This feels like a goofy article to be writing. As a printer, I should be in favor of higher prices. As a person, however, I feel the angst and I understand how printing could just look like another runaway pricing model. But what if I told you that this printing pricing has an interesting backstory?
What are the current prices?
While you’re likely familiar with the high year-over-year general inflation rates since COVID in 2021, each industry contributes its own specific rate to that. Here’s what the Printing Industry looks like:
This graph is taken from the official Economic Data of the US Printing Industry, and measures price changes relative to their initial levels taken in 2004. It shows that by 2021 the prices had crept up about 15% over the preceding 15 years, however in 2022 the pricing exploded. What gives?
2020: the year that changed printing for good.
In 2020 paper suppliers retooled to adapt their products to the needs of the market that the pandemic ushered in. To retool a commercial manufacturing assembly line is a huge cost outlay. It’s not something that any manufacturer of anything will do on a whim. Many of the suppliers of commercial paper switch to producing paper towels, toilet paper (remember the TP war of 2020?), wet wipes, etc. This made lots of sense because of the rush for all these products during the pandemic. Meanwhile printing like every other industry was hollowed out as demand and production halted.

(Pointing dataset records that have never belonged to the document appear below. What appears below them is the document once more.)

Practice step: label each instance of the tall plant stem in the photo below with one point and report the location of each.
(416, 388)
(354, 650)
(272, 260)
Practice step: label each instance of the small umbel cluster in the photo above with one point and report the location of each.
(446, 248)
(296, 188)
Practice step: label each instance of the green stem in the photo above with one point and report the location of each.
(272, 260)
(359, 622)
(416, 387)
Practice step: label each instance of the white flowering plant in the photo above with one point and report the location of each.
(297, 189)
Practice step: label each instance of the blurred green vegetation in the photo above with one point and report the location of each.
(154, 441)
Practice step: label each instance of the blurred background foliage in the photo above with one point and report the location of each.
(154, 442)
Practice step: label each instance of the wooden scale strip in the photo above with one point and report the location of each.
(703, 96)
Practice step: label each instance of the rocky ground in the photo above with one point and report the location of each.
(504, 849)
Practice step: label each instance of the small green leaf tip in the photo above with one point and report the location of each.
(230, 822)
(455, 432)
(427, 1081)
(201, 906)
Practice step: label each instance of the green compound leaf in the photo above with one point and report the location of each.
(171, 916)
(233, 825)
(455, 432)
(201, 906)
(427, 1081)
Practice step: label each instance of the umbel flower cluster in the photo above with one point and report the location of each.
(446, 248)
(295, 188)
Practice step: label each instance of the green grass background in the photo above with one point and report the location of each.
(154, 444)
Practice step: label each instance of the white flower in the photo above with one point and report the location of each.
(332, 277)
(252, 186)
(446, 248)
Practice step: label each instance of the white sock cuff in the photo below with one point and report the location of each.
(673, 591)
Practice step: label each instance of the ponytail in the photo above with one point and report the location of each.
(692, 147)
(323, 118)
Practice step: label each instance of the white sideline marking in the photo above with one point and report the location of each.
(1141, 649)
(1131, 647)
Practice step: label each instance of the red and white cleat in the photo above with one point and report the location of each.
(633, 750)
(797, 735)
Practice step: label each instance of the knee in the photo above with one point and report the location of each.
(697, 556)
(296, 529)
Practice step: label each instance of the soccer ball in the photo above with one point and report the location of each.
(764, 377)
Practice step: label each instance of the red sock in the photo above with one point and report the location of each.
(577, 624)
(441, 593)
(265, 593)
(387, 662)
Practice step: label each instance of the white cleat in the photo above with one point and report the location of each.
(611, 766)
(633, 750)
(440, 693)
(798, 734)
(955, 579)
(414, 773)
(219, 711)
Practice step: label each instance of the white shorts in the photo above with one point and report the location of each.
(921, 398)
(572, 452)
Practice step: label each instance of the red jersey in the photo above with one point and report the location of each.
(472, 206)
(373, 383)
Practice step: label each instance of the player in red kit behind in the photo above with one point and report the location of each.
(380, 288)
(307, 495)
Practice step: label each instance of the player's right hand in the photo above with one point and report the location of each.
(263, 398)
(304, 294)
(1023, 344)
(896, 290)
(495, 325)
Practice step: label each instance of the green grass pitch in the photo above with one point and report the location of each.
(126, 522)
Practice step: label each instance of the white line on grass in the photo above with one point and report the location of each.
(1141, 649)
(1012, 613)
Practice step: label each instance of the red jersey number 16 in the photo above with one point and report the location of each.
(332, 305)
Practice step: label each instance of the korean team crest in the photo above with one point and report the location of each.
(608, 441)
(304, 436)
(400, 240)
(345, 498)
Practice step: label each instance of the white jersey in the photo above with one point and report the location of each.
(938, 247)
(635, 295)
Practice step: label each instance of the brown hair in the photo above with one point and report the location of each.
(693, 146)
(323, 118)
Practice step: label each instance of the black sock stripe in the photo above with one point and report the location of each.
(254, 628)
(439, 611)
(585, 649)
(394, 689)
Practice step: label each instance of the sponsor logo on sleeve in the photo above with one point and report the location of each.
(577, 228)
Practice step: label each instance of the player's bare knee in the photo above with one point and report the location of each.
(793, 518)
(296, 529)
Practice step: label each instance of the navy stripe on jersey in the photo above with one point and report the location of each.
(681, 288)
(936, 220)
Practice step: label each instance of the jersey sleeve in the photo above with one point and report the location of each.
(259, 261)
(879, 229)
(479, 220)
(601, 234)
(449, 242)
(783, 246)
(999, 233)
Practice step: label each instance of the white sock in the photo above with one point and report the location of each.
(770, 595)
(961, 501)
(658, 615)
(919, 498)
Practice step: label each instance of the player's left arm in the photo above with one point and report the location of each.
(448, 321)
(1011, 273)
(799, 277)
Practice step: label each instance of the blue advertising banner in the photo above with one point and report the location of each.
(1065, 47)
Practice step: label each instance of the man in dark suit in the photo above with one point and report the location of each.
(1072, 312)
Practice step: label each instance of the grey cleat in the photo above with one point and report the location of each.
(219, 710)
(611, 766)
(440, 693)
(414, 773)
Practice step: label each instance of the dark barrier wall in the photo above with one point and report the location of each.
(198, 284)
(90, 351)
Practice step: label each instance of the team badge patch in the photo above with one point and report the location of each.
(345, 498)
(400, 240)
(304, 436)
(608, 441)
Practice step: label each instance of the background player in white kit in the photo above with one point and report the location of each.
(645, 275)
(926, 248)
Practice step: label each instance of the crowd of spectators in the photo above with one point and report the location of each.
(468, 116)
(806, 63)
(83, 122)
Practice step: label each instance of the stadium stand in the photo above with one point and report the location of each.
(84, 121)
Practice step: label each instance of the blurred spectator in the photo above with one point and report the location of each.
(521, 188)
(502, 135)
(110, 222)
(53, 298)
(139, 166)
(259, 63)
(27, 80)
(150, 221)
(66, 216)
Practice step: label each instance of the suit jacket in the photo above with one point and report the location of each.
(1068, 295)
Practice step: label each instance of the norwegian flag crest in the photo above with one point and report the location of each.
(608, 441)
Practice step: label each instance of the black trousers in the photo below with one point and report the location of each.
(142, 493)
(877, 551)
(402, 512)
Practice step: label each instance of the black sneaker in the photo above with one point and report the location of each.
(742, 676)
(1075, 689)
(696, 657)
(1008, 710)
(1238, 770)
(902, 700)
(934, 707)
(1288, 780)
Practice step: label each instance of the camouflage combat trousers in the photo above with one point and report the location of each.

What you don’t know is that the whole printing industry had already been ransacked by the double-whammy of the 2008 recession and the rise of the internet and computing. Many printers made their money on business forms like invoices that were suddenly all digitized. The amount of businesses consuming paper products for mundane documents plummeted from 2000 onward. And then, in 2008 times got tough and printers were forced to compete for printing marking materials like booklets in a shrinking industry during a recession. So, why is printing so expensive now? Because the thing that supported the industry was low paper prices and cheap labor, but after COVID both those things were gone.
In the opinion of the paper producers, they had been supporting the commercial print industry. They could’ve always made more money selling toilet paper and paper towels, but not quite enough to justify converting their assembly lines. But with demand for disposable sanitary products at all time highs, and the printing industry in shambles, in 2020 many paper producers turned their back on commercial paper indefinitely.
Will printing prices ever go down?
Not independently; no. That is to say, that if the economy is in recession everything will correct, including printing. But for printing ‘high’ prices are the new normal, as COVID shut out many competitors in the paper industry and small businesses in the printing industry. So, the printing price increases are justified. And in some ways printing prices were suppressed in the 2010s, and cut out of the economic recovery during that time.
Is there price-gouging? No, and I’m getting exhausted of certain politically-driven messaging that high prices are the result of price gouging. There is a shortage of certain labor categories. There are fewer paper suppliers now than their were. Transportation costs are higher. And frankly, people are still buying. As long as we’re collectively parting with our money for a good or a service while there is competition present it is not price gouging to ask for more money than in the past. A good will always seek to be priced according to what the market can bear.